Phosphodiesterase 4 regulates the migration of B16-F10 melanoma cells

Abstract

Phosphodiesterases (PDEs) are important regulators of signal transduction processes. Eleven PDE gene families (PDE1-11) have been identified and several PDE isoforms are selectively expressed in various cell types. PDE4 family members specifically hydrolyze cyclic AMP (cAMP). Four genes (PDE4A-D) are known to encode PDE4 enzymes, with additional diversity generated by the use of alternative mRNA splicing and the use of different promoters. While PDE4 selective inhibitors show therapeutic potential for treating major diseases such as asthma and chronic obstructive pulmonary disease, little is known concerning the role of PDE4 in malignant melanoma. In this study, we examined the role of PDE4 in mouse B16-F10 melanoma cells.
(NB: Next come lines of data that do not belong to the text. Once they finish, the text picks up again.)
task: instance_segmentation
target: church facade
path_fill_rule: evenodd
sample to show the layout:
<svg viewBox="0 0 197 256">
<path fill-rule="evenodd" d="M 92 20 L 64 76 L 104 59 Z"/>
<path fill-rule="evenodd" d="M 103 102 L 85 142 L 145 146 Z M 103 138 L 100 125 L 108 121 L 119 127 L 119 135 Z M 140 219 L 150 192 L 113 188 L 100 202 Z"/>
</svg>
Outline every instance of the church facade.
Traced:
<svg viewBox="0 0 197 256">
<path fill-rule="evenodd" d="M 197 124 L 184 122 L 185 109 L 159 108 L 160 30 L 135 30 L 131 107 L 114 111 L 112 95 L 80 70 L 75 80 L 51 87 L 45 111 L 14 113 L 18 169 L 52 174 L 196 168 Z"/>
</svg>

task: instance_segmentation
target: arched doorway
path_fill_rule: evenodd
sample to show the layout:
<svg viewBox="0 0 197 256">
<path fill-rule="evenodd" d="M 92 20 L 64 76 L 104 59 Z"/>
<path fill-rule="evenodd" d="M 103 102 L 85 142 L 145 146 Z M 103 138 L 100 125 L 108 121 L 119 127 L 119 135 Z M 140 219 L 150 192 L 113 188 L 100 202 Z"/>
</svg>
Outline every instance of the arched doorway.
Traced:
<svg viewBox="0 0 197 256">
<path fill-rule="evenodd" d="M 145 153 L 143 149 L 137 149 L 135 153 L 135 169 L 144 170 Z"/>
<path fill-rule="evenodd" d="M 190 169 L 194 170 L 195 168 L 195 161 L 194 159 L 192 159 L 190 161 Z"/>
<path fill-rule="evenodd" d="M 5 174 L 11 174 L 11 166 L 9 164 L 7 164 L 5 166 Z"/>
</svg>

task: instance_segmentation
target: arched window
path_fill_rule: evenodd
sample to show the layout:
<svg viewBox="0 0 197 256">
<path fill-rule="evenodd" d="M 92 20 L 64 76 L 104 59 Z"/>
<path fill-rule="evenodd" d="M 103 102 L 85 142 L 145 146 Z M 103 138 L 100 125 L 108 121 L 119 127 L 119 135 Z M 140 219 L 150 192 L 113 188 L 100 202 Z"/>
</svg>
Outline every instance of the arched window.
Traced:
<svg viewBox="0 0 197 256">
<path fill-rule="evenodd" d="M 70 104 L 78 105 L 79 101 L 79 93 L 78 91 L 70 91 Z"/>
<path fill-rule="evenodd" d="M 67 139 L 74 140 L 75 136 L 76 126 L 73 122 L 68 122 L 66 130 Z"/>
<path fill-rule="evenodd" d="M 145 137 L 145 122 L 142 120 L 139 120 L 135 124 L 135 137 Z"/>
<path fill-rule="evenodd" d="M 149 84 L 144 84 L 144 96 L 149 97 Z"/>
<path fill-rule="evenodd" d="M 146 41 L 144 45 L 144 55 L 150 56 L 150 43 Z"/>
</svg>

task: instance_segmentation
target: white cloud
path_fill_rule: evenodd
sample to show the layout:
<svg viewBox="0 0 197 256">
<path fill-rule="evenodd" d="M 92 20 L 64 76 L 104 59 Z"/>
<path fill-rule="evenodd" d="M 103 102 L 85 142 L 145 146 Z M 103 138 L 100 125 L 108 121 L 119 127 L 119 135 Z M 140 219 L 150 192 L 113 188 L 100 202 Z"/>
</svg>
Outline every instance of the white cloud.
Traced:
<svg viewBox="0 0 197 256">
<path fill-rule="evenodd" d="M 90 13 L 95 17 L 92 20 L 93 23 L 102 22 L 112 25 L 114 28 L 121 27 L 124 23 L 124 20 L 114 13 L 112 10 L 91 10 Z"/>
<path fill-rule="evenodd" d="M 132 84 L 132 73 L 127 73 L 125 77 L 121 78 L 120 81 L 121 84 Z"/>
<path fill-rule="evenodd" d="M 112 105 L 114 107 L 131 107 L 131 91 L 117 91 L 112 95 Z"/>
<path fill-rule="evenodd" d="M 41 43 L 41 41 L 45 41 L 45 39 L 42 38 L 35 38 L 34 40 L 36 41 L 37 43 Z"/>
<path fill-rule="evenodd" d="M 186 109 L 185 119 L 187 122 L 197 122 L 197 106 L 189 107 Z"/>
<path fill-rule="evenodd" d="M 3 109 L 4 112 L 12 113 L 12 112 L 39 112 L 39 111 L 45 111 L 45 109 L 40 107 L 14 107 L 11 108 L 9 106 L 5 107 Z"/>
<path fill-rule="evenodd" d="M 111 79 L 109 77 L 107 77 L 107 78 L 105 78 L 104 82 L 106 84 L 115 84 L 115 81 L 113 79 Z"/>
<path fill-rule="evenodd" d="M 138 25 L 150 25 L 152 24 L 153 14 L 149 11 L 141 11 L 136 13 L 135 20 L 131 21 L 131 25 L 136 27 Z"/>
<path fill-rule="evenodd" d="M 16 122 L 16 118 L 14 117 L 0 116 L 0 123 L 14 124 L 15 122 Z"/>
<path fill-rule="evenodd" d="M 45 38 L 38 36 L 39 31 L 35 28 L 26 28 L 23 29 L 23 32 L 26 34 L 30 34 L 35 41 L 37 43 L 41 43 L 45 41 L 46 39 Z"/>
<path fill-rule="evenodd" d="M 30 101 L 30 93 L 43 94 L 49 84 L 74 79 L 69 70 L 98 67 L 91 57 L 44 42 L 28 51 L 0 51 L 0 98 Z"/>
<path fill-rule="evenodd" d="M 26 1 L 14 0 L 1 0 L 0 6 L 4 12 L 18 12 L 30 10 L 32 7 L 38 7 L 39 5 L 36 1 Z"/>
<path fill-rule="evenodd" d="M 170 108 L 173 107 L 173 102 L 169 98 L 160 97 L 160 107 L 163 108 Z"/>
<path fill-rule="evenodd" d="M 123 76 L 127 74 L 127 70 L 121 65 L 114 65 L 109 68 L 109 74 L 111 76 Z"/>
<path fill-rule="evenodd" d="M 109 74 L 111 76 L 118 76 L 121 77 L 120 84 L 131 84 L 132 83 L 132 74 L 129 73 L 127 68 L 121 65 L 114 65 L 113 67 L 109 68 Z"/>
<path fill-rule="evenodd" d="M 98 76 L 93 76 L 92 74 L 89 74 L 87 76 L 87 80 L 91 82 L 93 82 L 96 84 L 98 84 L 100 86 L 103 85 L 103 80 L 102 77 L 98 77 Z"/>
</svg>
In these cells, PDE4 activity was found to be ∼60% of total PDE activity. RT-PCR detected only PDE4B and PDE4D mRNA. Cell growth was inhibited by the cAMP analog, 8-bromo-cAMP, but not by the specific PDE4 inhibitors, rolipram and denbufylline, which increased intracellular cAMP concentrations. Finally, migration of the B16-F10 cells was inhibited by the PDE4 inhibitors and 8-bromo-cAMP, while migration was increased by a protein kinase A (PKA) inhibitor, PKI(14-22), and was not affected by 8-pCPT-2'-O-Me-cAMP, which is an analog of exchange protein activated by cAMP (Epac). The inhibitory effect of rolipram on migration was reversed by PKI(14-22). Based on these results, PDE4 appears to play an important role in the migration of B16-F10 cells, and therefore may be a novel target for the treatment of malignant melanoma.

Figure 1.

PDE4 activity in B16-F10 cells. Homogenates were prepared and assayed for PDE activity with or without 10 μM rolipram as described in the materials and methods. The error bars represent the mean ± SD of three different experiments.

Figure 2.

mRNA expression of PDE4 isoforms in B16-F10 cells as determined by RT-PCR. (A) Expression of PDE4 mRNAs in B16-F10 cells. Molecular markers (M) and B16-F10 cell PDE4s (B16-F10): PDE4A (4A), PDE4B (4B), PDE4C (4C) and PDE4D (4D). Positive controls (P.C.) were also used: mouse heart PDE4A (4A) and mouse kidney PDE4C (4C). (B and C) Expression of PDE4B2 and PDE4D5 splice variant mRNAs in B16-F10 cells. Molecular markers (M), B16-F10 cell PDE4B2 (4B2) and PDE4D5 (4D5) are indicated.

Figure 3.

PDE4 inhibitors do not affect B16-F10 cell growth. Cells were plated in 96-well plates and cultured with different concentrations as indicated of the following reagents: (A) 8-Br-cAMP, (B) rolipram and (C) denbufylline. The error bars represent the mean ± SD of three different experiments. The treatments that differed significantly from the control are noted (^*P<0.05). Effects of (D) rolipram and (E) denbufylline on intracellular cAMP concentration. cAMP concentration was measured as described in Materials and methods. Values represent the mean ± one-half of the range of two independent experiments.

Figure 4.

Role of PDE4 in B16-F10 cell migration. B16-F10 cells were transferred to inserts for migration assays as indicated in Materials and methods. Inserts were incubated with different concentrations of the reagents: (A) 8-Br-cAMP, (B) rolipram and (C) denbufylline. The cells were counted as described in Materials and methods. The error bars represent the mean ± SD of three different experiments. The treatments that differed significantly from the control are noted (^*P<0.05).

Figure 5.

Downstream PKA signaling mediates the effects of PDE4 on B16-F10 cell migration. The cells were transferred to inserts for migration assays with indicated concentrations of the following reagents: (A) PKI_14–22, (B) 8-pCPT-2′-O-Me-cAMP and (C) rolipram with or without PKI_14–22. The cells were counted as described in Materials and methods. The error bars represent the mean ± SD of three different experiments. (A and B) The treatments that differed significantly from the control are noted (^*P<0.05). (C) Rolipram (50 μM) plus PKI_14–22 (20 μM) is compared with rolipram (50 μM) without PKI_14–22 (*P<0.05).